A Juan no le gustan las injusticias. Desde temprana edad veía cómo en la Guajira cazaban y mutilaban a reptiles, en su mayoría iguanas, a diestra y siniestra cada día. Esta actividad, cuyo fin era la alimentación y el comercio, estaba totalmente normalizada en la época. Pero Juan no la compartía y por el contrario sentía una muy intensa impotencia por no poder ayudar a todos estos animales que la gente mataba a montones por miedo, asco o – en algunos casos- diversión.

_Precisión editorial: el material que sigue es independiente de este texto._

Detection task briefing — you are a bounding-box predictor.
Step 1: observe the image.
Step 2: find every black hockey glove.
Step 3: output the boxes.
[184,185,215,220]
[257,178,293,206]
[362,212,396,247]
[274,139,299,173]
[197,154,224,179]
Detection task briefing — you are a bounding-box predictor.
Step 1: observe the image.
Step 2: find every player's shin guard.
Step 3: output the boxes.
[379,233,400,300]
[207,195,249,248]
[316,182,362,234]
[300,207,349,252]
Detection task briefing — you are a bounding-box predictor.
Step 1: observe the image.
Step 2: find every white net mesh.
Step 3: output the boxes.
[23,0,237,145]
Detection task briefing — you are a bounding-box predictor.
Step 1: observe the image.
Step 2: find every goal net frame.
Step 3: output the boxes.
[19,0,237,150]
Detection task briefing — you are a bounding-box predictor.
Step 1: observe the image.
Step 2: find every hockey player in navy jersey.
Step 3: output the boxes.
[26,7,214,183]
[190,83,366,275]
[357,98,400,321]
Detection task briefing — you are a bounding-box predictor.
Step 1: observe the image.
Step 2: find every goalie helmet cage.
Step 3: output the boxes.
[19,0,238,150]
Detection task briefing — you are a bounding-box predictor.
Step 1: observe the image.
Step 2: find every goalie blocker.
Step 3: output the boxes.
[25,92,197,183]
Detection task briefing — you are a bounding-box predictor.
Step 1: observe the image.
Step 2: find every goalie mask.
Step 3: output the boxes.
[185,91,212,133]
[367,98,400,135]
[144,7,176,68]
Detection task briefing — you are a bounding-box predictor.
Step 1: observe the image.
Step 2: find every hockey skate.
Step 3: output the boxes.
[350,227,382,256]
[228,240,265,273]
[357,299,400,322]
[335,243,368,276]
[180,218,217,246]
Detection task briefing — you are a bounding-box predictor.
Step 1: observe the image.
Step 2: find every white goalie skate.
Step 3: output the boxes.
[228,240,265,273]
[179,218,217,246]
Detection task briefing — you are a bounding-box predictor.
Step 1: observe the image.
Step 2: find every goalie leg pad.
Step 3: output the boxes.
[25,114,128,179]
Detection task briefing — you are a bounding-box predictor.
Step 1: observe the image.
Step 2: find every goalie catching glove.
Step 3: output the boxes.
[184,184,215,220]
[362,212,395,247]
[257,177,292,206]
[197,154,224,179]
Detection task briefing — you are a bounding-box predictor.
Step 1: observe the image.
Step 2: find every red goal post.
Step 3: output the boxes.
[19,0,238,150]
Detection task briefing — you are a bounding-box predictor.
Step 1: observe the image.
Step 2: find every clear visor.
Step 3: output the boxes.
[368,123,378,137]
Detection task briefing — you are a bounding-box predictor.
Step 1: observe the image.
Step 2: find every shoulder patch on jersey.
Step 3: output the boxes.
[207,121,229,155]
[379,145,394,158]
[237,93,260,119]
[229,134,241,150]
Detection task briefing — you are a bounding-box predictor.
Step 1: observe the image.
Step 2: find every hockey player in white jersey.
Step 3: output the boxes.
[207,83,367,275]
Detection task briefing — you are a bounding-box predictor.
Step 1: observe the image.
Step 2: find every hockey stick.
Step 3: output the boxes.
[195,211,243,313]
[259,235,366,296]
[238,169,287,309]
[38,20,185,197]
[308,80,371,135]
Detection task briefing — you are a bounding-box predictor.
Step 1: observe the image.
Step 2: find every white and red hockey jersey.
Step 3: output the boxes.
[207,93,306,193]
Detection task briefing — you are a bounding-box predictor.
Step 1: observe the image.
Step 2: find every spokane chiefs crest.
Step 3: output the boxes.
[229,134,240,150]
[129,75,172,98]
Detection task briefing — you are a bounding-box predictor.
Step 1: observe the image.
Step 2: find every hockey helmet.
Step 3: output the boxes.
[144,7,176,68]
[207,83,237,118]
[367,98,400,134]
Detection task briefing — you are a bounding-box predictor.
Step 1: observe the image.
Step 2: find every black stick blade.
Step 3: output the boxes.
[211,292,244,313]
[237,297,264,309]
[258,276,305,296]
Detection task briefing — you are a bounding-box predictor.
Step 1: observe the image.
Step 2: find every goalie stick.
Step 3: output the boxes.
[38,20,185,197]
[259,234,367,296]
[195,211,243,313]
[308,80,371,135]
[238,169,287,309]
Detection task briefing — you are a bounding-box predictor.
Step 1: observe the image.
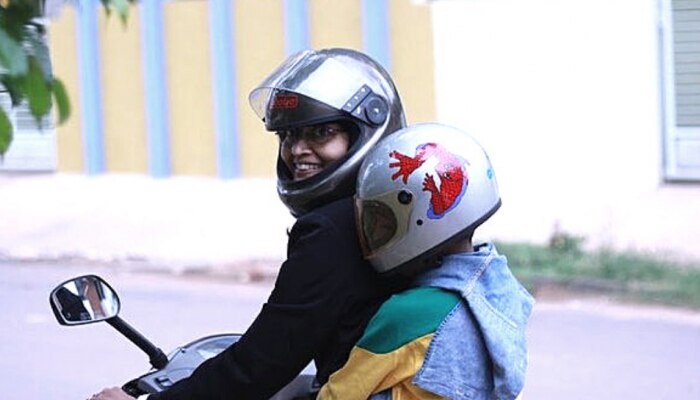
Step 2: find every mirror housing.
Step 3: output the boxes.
[49,275,121,325]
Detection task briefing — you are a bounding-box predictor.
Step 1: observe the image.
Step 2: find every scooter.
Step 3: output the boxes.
[49,275,318,400]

Como cualquier persona, Juan tiene un ídolo en el campo del estudio y conservación de los reptiles: Steve Irwin. Con 12 años, Juan se pasaba horas y horas viendo El cazador de Cocodrilos en la televisión de su casa al llegar del colegio. Juan trataba de aprender todo lo posible de Irwin. Sin embargo, una década después, su ídolo falleció por ignorancia al ser atravesado por una mantarraya. Un experto que fallece por desconocimiento. Esto le reafirmó la importancia de educar a las personas acerca de los animales. Juan sabe que a su ídolo lo mató la ignorancia; la misma que mata diariamente a cientos de miles de seres vivos. Diferente autor, mismo resultado.
Juan es un tipo agradable, extrovertido y colaborador. Dedica horas y horas a preparar actividades y proyectos en zonas mayormente olvidadas donde se ven atrocidades en contra de animales. Su deseo de ayudar a preservar estas especies lo lleva a hacer cualquier tipo de cosa para lograr impactar a las personas. Es un hombre con don de gentes. Mientras camina va saludando a todos con una sonrisa correspondida. Desde un amigo hasta el que no conoce. Es un tipo sencillo. Es feliz con pequeñas cosas. En su cama siempre le espera “Nita”, su peluche, por supuesto, de iguana. Juan no ha perdido la ilusión y vive su trabajo como si fuera un niño. Le encantan los niños y cree que en ellos está el futuro del mundo. Por eso, se enfoca en ellos. Por eso a pesar de tener dos carreras sigue educándose, para educar. Y por eso, en ocasiones, deja de ser Juan para ser Juana, La Iguana.